Quantitative Analysis (QA), the section that often jeopardises the chances of non-engineering candidates of getting into Indian Institutes of Management (IIMs), turned out to be more difficult than expected this year in the Common Admission Test (CAT) 2018.
Gateway to the 20 premier IIMs and over 110 non-IIM B-schools, CAT 2018 was held in a reportedly smooth manner across 147 cities in two slots on Sunday.
The entrance test was of 180 minutes, divided into three sections, including Verbal Ability and Reading Comprehension (VARC), Data Interpretation and Logical Reasoning (DILR), and Quantitative Analysis (QA).
According to CAT experts, unlike last year, when QA was "easy", this year the section was "reasonably tough".
Unlike VARC and DILR, QA is a section most suited for candidates with an engineering background.
Apparently candidates were allotted 60 minutes for answering 34 questions each in QA and VARC and 32 in DILR without being able to switch from one section to another while answering questions in a section.
According to CAT tutorial experts, the restriction in movement across sections during the test could help non-engineering candidates.

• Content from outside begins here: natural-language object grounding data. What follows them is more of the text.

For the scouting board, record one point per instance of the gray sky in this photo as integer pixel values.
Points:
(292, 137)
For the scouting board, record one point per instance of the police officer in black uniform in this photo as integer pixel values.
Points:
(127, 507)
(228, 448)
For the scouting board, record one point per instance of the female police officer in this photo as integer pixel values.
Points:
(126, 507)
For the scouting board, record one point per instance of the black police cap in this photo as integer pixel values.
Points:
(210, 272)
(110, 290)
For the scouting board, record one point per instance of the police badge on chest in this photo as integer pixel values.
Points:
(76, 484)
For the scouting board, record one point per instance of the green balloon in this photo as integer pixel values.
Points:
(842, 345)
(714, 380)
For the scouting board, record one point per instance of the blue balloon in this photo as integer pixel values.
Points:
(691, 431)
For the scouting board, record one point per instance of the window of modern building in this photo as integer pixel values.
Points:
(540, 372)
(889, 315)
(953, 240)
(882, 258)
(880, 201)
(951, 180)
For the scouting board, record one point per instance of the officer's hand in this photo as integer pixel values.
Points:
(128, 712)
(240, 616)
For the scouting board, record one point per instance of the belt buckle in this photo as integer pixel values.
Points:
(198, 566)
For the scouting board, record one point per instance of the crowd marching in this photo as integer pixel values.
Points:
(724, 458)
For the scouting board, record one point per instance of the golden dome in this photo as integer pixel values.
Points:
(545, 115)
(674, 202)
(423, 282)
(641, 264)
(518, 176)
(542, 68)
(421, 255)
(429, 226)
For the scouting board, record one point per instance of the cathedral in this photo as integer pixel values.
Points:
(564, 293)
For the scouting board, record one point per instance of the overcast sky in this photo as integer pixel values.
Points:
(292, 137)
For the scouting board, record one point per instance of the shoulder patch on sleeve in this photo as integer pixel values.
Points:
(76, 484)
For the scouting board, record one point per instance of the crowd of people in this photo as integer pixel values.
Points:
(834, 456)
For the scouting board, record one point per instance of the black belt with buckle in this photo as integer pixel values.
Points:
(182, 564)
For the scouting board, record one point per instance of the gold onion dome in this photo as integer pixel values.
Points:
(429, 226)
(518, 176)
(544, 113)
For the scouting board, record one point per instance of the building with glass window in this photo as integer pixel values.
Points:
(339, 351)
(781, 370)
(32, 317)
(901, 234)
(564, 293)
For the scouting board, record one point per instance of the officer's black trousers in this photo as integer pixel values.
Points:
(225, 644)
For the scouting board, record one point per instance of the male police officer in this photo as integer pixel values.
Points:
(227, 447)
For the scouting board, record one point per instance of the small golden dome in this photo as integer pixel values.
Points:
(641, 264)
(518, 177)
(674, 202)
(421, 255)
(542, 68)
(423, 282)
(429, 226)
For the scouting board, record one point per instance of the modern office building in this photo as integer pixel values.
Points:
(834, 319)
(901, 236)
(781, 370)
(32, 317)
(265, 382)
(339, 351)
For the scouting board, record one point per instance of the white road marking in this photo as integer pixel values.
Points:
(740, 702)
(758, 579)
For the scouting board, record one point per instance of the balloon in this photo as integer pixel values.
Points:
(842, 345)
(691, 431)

"Similar to the last two years, this year too there was a time limit to each section with candidates unable to switch sections. This offers a level playing field for engineering and non-engineering candidates, who have to spend equal time on sections easier or more difficult to them," said Ramnath Kanakadandi, National CAT Course Director at T.I.M.E.
IIMs have been introducing such features to ensure diversity in terms of academic backgrounds, thereby encouraging non-engineering students to join IIMs.
There was a roughly 4 per cent rise in registration over last year. As against over 231,067 registrations in CAT 2017, this year the test saw registrations close at 241,000 after the window was extended by a few days. According to Gautam Bawa, Group Product Head, Career Launcher, while VARC and DILR were relatively easy or moderately difficult compared to previous years, QA "came out all guns blazing", ending up as the most difficult section in the test this year. This is despite the fact that over the years, IIMs have been relying less on QA to encourage more non-engineering candidates make it to the IIMs.
IIMs offered candidates the option to select four test cities in order of their preference, with centres being assigned to candidates only after the last date for CAT 2018 registration. Registrations for the entrance test to the 20 IIMs, along with over 110 non-IIM management institutes who use CAT scores, had opened on August 8 and closed on September 26, after being extended from the initial closing date of September 19.
Last year, total registrations for CAT 2017 had closed at over 231,067, marginally down by 0.59 per cent over the previous year 2016, which had seen registrations close at 232,436. Gender-wise, however, share of female applicants had risen marginally by 1.16 per cent.